Researchers have found a high-severity vulnerability within two versions of the TikTok Android app that allows hackers to send messages, access, and upload videos, without users' knowledge. The regional versions of the app included one meant for East and Southeast Asia, while the other is for the rest of the world. To exploit this vulnerability, the attackers need only deploy a tailor-made malicious link before being able to access a trove of personal data.
Iranian state-sponsored threat actors are exploiting unpatched systems running Log4j to target Israeli entities, indicating the vulnerability’s long tail for remediation. The threat group tracked as MuddyWater (aka ColbaltUlster, Mercury, Seedworm, or Static Kitten) is linked to the Iranian intelligence apparatus, the Ministry of Intelligence and Security (MOIS).
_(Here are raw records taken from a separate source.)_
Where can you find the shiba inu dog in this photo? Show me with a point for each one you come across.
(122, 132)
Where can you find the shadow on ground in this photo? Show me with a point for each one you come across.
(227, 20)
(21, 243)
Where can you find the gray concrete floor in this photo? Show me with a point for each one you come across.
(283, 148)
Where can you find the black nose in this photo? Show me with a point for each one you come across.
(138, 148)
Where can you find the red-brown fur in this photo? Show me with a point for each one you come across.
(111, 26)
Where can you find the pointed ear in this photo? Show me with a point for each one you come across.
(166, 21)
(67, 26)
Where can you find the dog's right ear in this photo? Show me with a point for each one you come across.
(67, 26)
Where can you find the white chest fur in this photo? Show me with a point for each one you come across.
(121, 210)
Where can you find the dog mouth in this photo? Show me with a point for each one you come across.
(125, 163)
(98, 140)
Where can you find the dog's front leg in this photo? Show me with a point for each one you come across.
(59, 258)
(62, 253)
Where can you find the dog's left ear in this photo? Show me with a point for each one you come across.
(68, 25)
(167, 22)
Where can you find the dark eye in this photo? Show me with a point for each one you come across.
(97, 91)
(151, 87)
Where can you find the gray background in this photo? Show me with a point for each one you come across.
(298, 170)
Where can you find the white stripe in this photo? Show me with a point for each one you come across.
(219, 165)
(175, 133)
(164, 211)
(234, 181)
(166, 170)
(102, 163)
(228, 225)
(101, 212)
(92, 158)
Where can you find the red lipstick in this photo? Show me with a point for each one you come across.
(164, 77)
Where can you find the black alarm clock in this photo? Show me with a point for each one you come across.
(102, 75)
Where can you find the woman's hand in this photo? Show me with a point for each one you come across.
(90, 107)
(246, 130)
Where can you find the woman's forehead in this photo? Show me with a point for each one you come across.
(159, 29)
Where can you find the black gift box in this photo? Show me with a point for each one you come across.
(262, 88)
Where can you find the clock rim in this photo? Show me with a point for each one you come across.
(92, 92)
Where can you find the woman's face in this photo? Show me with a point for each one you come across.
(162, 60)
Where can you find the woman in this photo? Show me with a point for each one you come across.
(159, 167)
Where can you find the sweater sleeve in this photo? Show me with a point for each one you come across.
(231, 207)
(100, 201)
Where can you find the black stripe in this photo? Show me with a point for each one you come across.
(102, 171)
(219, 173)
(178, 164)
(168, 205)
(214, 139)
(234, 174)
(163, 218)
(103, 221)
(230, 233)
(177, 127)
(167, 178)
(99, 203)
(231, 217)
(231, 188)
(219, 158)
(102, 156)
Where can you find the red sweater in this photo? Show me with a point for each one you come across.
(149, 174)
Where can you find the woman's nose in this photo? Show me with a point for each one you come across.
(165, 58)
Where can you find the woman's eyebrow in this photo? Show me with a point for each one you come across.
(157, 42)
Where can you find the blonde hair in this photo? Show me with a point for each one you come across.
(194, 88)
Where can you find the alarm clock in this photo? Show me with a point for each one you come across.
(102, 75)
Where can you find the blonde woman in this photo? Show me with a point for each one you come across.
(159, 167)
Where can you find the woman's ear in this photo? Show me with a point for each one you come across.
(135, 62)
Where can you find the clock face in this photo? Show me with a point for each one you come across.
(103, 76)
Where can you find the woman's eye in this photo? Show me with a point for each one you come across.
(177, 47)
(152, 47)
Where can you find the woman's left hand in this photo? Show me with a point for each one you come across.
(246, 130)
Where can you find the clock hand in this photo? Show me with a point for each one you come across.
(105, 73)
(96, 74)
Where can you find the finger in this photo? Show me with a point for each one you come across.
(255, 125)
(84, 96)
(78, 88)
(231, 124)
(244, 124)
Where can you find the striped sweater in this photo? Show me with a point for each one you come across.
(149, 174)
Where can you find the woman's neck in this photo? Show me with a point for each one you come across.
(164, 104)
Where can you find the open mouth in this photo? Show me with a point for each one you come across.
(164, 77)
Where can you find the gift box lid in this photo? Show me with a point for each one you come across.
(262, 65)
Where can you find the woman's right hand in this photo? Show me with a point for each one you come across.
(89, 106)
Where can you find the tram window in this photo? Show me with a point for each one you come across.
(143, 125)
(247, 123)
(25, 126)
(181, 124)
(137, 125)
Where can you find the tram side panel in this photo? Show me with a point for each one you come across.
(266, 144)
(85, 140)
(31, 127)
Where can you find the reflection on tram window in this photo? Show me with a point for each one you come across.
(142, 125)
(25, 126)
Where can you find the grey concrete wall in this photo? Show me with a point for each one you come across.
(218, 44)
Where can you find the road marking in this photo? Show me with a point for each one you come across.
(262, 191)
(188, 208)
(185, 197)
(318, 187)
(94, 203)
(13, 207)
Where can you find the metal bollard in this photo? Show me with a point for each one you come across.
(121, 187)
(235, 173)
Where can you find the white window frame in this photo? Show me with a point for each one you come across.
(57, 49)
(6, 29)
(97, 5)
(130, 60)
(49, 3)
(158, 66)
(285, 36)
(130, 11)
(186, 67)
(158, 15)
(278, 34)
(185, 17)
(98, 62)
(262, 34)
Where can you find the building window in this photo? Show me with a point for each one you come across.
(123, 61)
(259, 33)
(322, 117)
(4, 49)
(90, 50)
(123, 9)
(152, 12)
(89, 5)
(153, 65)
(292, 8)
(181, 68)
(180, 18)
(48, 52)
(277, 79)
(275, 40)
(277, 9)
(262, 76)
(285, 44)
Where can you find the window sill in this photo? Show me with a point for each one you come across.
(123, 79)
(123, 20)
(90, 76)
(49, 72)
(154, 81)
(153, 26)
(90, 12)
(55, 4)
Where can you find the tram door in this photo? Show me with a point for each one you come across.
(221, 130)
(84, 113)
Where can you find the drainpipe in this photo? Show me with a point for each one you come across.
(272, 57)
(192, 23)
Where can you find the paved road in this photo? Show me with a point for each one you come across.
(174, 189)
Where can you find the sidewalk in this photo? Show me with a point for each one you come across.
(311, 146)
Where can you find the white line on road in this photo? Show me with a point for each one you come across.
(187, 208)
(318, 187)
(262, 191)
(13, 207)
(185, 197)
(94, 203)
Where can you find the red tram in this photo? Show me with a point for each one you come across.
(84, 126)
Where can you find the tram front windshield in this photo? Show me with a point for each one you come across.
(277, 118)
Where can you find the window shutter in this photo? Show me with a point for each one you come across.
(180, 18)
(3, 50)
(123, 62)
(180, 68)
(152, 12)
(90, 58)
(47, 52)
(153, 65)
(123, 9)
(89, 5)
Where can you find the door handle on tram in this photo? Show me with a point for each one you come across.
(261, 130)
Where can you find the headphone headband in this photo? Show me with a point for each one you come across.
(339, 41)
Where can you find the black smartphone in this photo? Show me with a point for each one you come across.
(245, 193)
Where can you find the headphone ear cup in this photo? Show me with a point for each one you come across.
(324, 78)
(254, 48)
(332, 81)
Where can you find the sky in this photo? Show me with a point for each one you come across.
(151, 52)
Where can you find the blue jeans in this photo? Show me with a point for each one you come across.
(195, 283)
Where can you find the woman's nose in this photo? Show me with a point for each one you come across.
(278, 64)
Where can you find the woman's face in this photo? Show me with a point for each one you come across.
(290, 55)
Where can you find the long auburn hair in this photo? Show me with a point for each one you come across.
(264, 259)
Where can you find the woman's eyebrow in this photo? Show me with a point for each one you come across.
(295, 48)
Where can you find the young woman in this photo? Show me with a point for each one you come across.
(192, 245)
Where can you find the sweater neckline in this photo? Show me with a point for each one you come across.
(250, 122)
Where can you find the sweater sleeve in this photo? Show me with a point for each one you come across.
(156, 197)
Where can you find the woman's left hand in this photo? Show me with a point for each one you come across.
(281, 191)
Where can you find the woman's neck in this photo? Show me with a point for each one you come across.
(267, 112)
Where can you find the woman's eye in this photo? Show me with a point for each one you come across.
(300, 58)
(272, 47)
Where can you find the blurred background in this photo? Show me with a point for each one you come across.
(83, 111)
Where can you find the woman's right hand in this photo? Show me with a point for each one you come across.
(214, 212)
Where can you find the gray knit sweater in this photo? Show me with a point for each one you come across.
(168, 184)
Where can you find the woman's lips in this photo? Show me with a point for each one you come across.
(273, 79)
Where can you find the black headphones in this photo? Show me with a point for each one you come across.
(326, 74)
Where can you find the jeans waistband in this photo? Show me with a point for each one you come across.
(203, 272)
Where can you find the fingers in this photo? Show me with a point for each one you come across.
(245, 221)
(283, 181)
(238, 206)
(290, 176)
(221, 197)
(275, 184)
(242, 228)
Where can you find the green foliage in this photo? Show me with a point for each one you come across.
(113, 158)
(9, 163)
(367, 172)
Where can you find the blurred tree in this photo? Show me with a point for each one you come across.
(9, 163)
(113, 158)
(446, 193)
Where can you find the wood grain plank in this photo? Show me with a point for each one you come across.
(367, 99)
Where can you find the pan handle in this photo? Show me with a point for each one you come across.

After compromising target devices, webshells are deployed to execute commands that permit the actor to conduct reconnaissance, establish persistence, steal credentials, and facilitate lateral movement.
New Zealand’s Privacy Commission has closed a probe into the Reserve Bank of New Zealand’s (RBNZ) cyber defenses, following a breach in Dec 2020. The RBNZ was the victim of a cyber attack on a third party file sharing application used to share and store information. The Office of the Privacy Commissioner had issued a notice to the RBNZ for not meeting its obligations under the privacy act, but have since closed the compliance notice after gaining confidence that the RBNZ has made every recommended change to its privacy and cyber defenses and more.
A new Cyber Security Operations Center has been launched in a joint project led by the NSW Police Force and Cyber Security NSW. The center aims to safeguard the NSW Police Force systems from terrorists, organised criminal networks and hackers, and will have a frontline tactical team of fifteen analysts and engineers working seven days a week. The NSW Police Force holds a significant amount of sensitive data on local, national, and international criminal investigations, and this information could be highly valuable to criminals.